His predecessor, Brad Yarbrough, served nine months as chairman of the Human Services Commission before relinquishing the job in June, citing the tremendous amount of time required to do the job well. Wrestling with other commissioners and trying to keep an eye on DHS during a time of important transition had put Yarbrough through the wringer — he wanted to give up his chairmanship in March, but stuck around at Fallin's urging. Indeed at the meeting where he stepped down as chairman (he remains a commissioner), one board member sought to have Yarbrough censured over one of his decisions.
Lane joined the board at the same time as Yarbrough, but he could be eased out in November. That's when voters will be asked if they want to do away with the Human Services Commission and replace it with four citizen advisory panels whose members would be appointed by the governor and legislative leaders.

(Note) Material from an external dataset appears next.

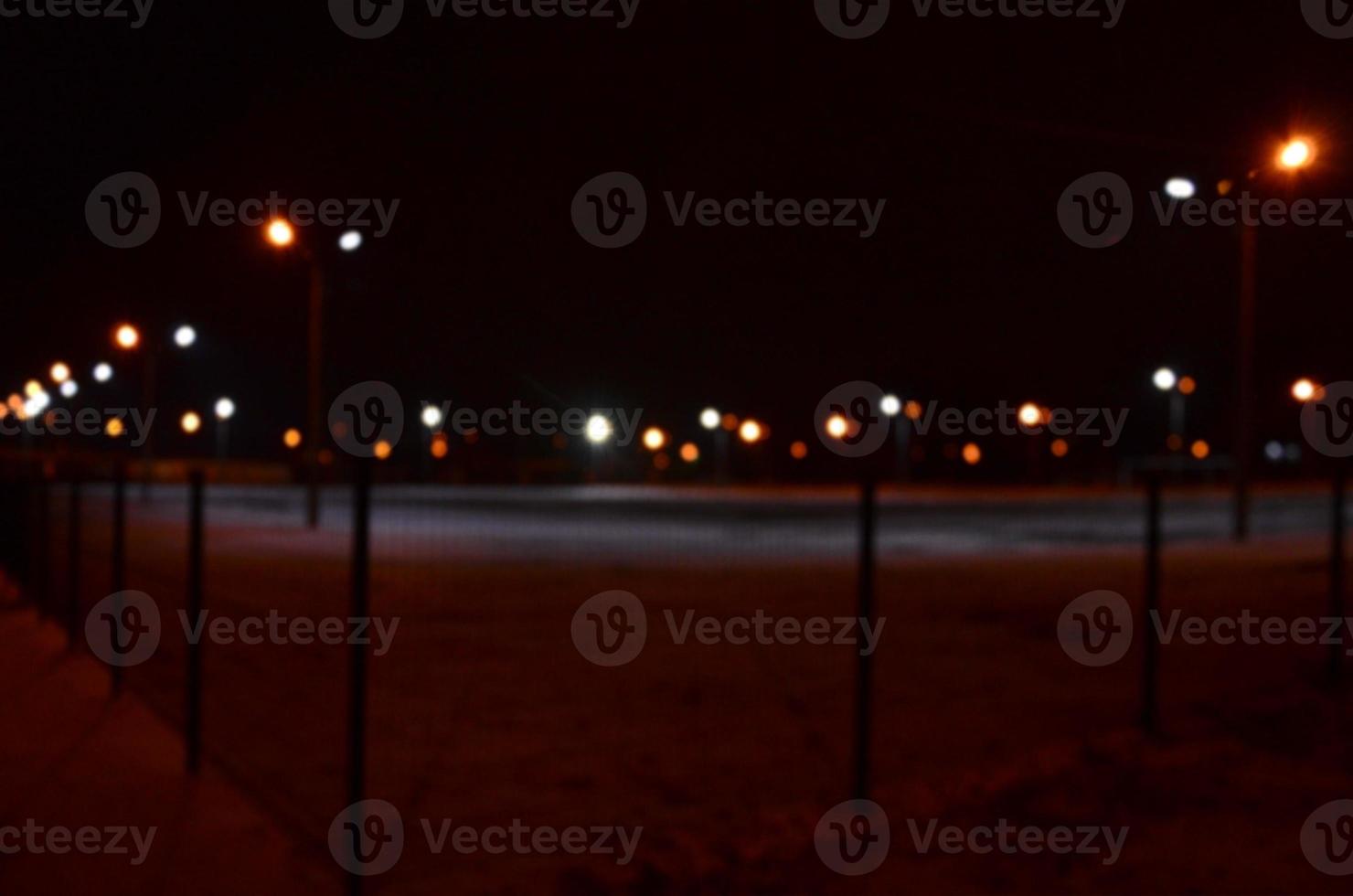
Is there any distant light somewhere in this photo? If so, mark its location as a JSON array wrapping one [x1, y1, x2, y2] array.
[[1165, 177, 1198, 199], [1277, 138, 1316, 171], [112, 324, 141, 352], [268, 218, 296, 249], [421, 405, 442, 429], [586, 414, 615, 445]]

That proposal was offered by the Legislature as a way to change the monitoring and operations of DHS, the state's largest agency and one that has been the subject of considerable upheaval in the past year. Concerns about a series of high-profile child abuse deaths, and lax oversight by board members, prompted Fallin to appoint Yarbrough and Lane last September. Subsequently, the agency's longtime director resigned and the state settled a class-action lawsuit filed over DHS's care of foster children. As part of that settlement, a number of reforms are being implemented that will require strong leadership from the next agency director.